The number of distinctive license plates on Montana cars is ridiculous. It is as if every Montana car had a different specialty license plate. Actually, that isn’t far from the truth; there are approximately 266(!) specialty license plates available in Montana. Apparently any organization can petition for a license design of its own and many have. 

Religion is big in Montana. Every Christian and Mormon domination is represented. There are churches everywhere, from huge mega-churches that look like shopping centers to tiny store front houses of worship that maybe hold 20 people.
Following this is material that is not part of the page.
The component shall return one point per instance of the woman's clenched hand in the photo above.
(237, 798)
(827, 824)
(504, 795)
Casinos also are big in Montana. These aren’t the corporate casinos of Nevada or even the Indian casinos of California; they are altogether smaller and far less glitzy. They also are everywhere, and I mean everywhere. On my travels, I passed a small strip mall with four storefronts, and two of them were casinos. Bizarre. 
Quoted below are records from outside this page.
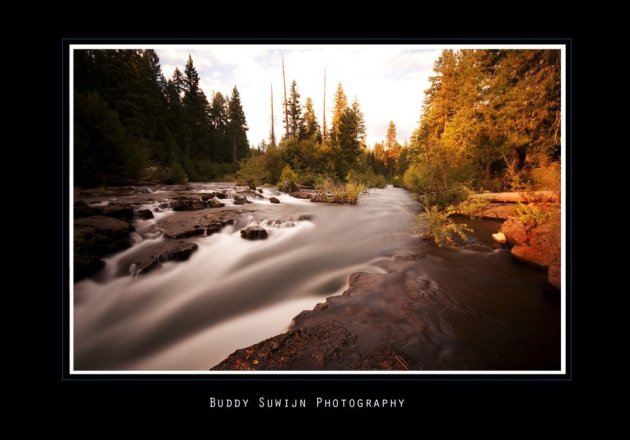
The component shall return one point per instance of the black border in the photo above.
(186, 390)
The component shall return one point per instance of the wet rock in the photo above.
(477, 248)
(144, 214)
(96, 237)
(541, 250)
(85, 265)
(82, 209)
(303, 195)
(554, 275)
(515, 232)
(250, 194)
(302, 349)
(151, 258)
(254, 233)
(499, 237)
(214, 203)
(118, 210)
(240, 200)
(192, 223)
(187, 205)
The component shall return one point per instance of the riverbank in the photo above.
(183, 289)
(400, 321)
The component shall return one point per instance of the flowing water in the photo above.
(233, 293)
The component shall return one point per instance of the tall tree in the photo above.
(272, 135)
(359, 122)
(324, 110)
(197, 128)
(340, 106)
(311, 127)
(286, 108)
(237, 128)
(294, 120)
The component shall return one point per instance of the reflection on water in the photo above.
(232, 293)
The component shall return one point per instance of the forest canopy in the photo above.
(490, 120)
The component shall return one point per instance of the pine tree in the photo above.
(311, 127)
(359, 122)
(294, 121)
(340, 105)
(237, 128)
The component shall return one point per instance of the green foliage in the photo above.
(103, 148)
(485, 106)
(330, 191)
(440, 227)
(128, 118)
(288, 181)
(175, 174)
(472, 207)
(367, 178)
(530, 214)
(253, 170)
(547, 176)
Visitors to Yellowstone National Park sometimes behave like idiots. Despite several news stories every year, details on the dangers in material every visitor receives on entering the park and abundant signage, people still do dumb things. Like leaving their cars to get “up close and personal” with bison. Bison are wild animals so big and strong they can flip a car on its side. Walking anywhere near them is tempting fate. Or getting off the boardwalks to look at thermal features. The ground around those features is fragile, the soil can collapse under a person’s weight, and they are called hot springs for a reason. 

Upper Terrace, Mammoth Hot Springs, Yellowstone National Park

Highway 212 into Yellowstone National Park is a singular experience. After leaving the town of Red Lodge, elevation 5,588 feet, the road climbs a seemingly endless series of switchbacks before topping out at Beartooth Pass, elevation 10,947 feet. There is no shoulder and few turnouts. Even though the road only is open from late spring to early autumn, a ski lift drops down the slope from the very top of the pass, to enable people to enjoy summer skiing. 

Yes, it was a fun trip; an opportunity to reconnect with family, and to see a different landscape and experience a different – though not too different – culture. I think my visit touched on only a few of the things to see and experience in Montana. A longer visit may well be in my future.